Hi,
Could somebody help me with a code that passes each column through a command or set of commands, one column at a time. LIke this:
cat data:
4 89 87
5 3 89
10 82 4
39 10 39
100 98 9
1 4 3
Code:
awk '{print $1}' data | sort | gstat > group1
awk '{print $2}' data | sort | gstat > group2
awk '{print $3}' data | sort | gstat > group3
Of course, the right code will not have these three different codes, just one code that goes through each column and outputs the result to different files.

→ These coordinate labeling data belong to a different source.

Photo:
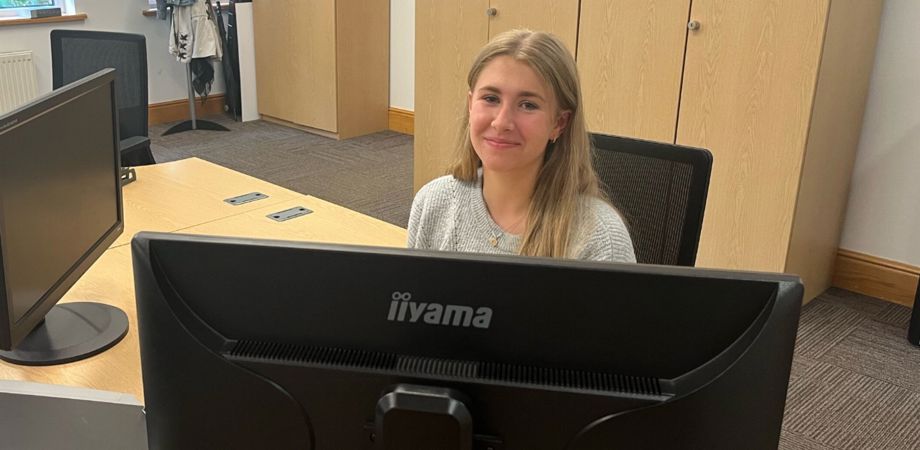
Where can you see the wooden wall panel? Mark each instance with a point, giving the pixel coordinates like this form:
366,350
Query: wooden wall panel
448,34
749,81
631,56
296,70
837,116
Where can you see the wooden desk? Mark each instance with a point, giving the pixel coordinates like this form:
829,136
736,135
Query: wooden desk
197,207
175,195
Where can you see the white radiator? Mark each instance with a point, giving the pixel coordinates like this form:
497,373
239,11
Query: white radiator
17,80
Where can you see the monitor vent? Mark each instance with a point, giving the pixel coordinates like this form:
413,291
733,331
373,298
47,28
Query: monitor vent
434,366
312,354
549,376
469,370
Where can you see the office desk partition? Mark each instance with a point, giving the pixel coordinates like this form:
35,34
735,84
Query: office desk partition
188,196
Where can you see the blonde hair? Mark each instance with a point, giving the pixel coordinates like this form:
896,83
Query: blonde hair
567,175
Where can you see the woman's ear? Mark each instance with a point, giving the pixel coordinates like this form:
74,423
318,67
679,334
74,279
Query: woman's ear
561,122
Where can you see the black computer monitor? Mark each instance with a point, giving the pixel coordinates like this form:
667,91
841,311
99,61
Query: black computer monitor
269,344
60,208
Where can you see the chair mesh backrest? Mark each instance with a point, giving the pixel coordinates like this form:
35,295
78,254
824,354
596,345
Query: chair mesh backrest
78,53
661,190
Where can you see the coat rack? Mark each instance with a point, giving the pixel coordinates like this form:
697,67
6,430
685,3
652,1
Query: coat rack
193,124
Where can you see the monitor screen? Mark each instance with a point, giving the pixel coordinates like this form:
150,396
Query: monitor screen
248,344
60,198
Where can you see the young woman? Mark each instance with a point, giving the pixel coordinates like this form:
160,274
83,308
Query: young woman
523,182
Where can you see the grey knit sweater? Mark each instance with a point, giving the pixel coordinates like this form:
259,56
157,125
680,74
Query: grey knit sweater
451,215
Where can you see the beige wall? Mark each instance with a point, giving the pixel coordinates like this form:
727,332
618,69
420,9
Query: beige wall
883,215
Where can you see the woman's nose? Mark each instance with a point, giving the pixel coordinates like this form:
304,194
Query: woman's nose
504,118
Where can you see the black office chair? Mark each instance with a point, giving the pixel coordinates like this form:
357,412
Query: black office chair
661,190
78,53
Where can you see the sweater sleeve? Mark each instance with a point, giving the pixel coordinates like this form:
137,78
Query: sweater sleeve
604,236
429,217
415,218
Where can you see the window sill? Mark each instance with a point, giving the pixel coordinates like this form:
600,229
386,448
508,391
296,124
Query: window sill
78,17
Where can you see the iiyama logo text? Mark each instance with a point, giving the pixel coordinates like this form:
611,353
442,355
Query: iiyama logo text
403,309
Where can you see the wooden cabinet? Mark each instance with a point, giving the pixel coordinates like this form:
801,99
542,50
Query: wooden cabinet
630,55
449,34
323,65
775,89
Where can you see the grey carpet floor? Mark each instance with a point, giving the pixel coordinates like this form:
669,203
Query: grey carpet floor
370,174
855,380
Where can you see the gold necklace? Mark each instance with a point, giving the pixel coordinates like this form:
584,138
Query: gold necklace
494,238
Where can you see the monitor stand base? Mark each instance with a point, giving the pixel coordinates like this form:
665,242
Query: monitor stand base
70,332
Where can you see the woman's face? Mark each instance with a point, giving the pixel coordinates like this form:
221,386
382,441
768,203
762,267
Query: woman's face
513,114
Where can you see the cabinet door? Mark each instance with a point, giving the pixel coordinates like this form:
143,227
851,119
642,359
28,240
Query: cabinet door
749,81
295,61
448,34
630,55
559,17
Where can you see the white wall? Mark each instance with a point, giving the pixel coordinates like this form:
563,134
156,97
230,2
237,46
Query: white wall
166,77
402,54
883,216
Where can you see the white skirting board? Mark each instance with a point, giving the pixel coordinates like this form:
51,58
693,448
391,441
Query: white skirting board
247,57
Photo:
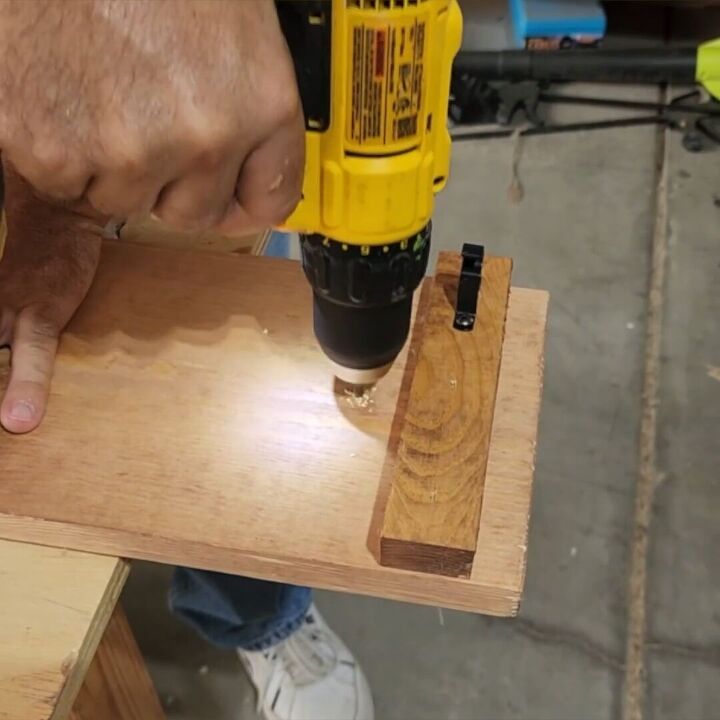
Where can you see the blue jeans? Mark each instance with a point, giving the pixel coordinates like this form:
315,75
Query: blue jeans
231,611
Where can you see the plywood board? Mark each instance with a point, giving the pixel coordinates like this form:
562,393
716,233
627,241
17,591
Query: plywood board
117,685
432,518
54,606
193,421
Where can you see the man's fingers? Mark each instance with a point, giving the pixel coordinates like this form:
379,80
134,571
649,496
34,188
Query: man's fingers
198,201
34,345
270,182
6,322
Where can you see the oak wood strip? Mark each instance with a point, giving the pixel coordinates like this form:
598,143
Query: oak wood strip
117,685
432,516
193,421
54,606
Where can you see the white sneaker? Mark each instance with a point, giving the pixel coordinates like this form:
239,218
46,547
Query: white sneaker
311,675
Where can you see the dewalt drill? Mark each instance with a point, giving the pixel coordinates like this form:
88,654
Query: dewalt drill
374,78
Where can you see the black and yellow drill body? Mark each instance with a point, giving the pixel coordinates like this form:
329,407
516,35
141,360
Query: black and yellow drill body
374,77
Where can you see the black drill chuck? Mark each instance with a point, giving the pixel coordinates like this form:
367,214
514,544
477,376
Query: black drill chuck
362,296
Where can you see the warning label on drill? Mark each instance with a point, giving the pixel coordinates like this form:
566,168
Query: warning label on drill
386,65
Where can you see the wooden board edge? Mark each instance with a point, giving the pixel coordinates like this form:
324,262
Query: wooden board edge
101,618
426,558
485,596
434,590
117,684
543,308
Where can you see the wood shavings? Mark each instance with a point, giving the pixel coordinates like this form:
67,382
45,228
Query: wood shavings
360,399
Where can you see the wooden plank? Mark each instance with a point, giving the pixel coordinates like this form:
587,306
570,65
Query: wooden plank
193,421
432,518
117,685
54,606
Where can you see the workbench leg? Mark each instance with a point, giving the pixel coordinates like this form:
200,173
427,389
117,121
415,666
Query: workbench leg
117,685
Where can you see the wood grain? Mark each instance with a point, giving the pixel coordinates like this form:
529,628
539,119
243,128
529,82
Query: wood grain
432,517
54,606
193,421
117,685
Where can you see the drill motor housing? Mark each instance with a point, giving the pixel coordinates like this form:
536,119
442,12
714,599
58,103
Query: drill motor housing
374,79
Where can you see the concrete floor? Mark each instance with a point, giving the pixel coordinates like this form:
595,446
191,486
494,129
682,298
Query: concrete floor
585,232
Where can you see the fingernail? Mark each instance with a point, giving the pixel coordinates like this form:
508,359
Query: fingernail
22,411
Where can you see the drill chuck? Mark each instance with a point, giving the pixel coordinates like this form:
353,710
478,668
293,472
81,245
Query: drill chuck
362,299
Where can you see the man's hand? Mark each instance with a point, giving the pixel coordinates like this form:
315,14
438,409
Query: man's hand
189,110
49,262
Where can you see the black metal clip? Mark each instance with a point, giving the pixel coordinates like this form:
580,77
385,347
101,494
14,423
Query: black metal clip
469,286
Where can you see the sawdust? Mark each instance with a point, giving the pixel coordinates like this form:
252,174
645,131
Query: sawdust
361,397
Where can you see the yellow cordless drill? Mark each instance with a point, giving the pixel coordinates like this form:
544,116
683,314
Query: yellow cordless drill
374,78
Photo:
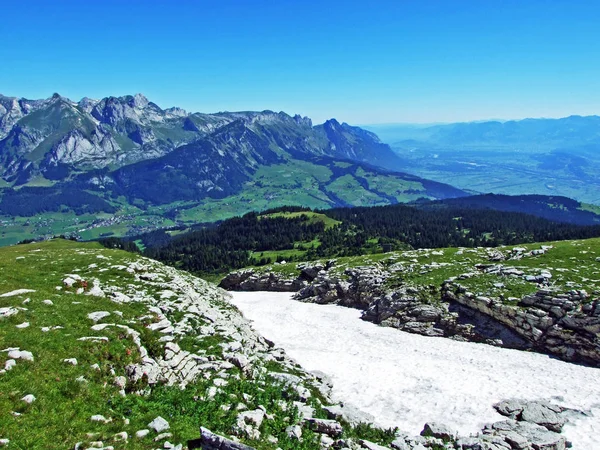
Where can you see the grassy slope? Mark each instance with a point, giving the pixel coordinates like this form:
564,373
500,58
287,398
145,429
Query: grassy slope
573,265
60,416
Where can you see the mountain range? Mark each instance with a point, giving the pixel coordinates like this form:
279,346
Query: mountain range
146,167
542,156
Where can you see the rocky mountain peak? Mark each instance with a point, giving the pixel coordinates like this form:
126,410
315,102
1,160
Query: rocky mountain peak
140,101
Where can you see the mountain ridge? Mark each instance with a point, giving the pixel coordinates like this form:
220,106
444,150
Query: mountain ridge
124,165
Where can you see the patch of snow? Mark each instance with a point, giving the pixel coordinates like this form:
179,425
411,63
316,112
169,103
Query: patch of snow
406,380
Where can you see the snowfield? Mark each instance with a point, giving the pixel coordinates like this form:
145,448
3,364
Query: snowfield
406,380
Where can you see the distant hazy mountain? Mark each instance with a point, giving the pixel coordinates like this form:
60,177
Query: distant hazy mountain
127,156
531,156
56,137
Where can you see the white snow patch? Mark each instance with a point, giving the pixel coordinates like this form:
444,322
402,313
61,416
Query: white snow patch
405,380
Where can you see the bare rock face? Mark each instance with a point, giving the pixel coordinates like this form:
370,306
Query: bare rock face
540,413
212,441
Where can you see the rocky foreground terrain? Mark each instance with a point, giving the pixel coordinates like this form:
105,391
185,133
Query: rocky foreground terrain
105,349
533,297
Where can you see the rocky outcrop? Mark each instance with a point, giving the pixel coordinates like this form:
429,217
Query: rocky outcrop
249,280
564,324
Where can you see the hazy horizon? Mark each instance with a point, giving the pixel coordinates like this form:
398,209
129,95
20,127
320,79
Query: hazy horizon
397,62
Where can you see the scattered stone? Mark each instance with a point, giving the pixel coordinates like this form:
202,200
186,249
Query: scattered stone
328,427
98,315
94,338
162,436
20,354
294,432
29,398
438,431
140,434
9,364
99,418
159,425
211,441
371,445
17,292
122,436
8,311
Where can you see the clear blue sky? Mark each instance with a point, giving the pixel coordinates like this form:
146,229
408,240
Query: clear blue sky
361,62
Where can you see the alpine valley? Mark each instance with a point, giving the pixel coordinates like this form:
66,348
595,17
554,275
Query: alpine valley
122,165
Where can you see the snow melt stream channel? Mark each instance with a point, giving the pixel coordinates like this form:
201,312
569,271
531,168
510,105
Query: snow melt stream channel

Your code is essentially the same as mine. The problem is if I have 100 column, I do not want to write out each column by hand. I am looking for a code that will go through each column one after the other, without me having to do it myself.
Thanks
#!/bin/sh
# Uncomment this to start by deleting tmp files that will be created for further use
# Uncomment it if you plan to use the script more than once in the same dir
# This, because of the "append" redirection in the awk script
#rm "${F:=tmp}"*
# awk script to separate columns into each tmp file
# this returns as well the number of columns for later use -stored in n-
n=$(awk -v f="$F" '
{x=0; while(x++<NF)A[x,FNR]=$x}
END{
for(i=1;i<x;i++){
for(j=1;j<FNR;j++)print A[i,j] >> f i
}
print i-1
}
' data)
# Sorting each tmp into group file
# Using n to count tmp files
while [ "$((i+=1))" -lt "$n" ]; do
sort -n "$F$i" > "group$i"
done
exit 0
# Awk code for transposing and creating group files
awk 'BEGIN{t=1} {
for(i=1;i<=NF;i++) {
a[NR,i] = $i;
}
} NF>nf {
nf = NF;
} END {
for (i=1;i<=nf;i++) {
for (j=1;j<=NR;j++) {
file="group"t;
print a[j,i] > file;
t=(j==NR)?++t:t;
}
}
} ' file
# Sorting the data for each group files
for file in group*
do
sort -n "$file" > tmp; mv tmp "$file"
done
The following is similar to bipinajith's shell script, but doesn't create the temp files, doesn't include empty lines in the data to be sorted if some rows in the data file have more fields than others, feeds the sorted output into your gstat command, and uses 3 digits in the group files instead of a variable number of digits. If you have a 100 columns in your data file, there is also a chance that bipinajith's script will run out of file descriptors on many implementations of awk.
Try:
awk '
{ for(i = 1; i <= NF; i++) a[NR,i] = $i
if(NF > nf) nf = NF
}
END { for(f = 1; f <= nf; f++) {
cmd = sprintf("sort -n | gstat > group%03d", f)
for(i = 1; i <= NR; i++)
if((i,f) in a)
printf("%s\n", a[i,f]) | cmd
close(cmd)
}
}' data
As always, if you're using a Solaris/Sun OS system, use /usr/xpg4/bin/awk or nawk instead of awk .
Note that I've never heard of the gstat command, but as long as it is on your command search path, this should work. (When I tested it, I just used a shell script named gstat that reported that it had been called and listed the contents of the data it found on its standard input.)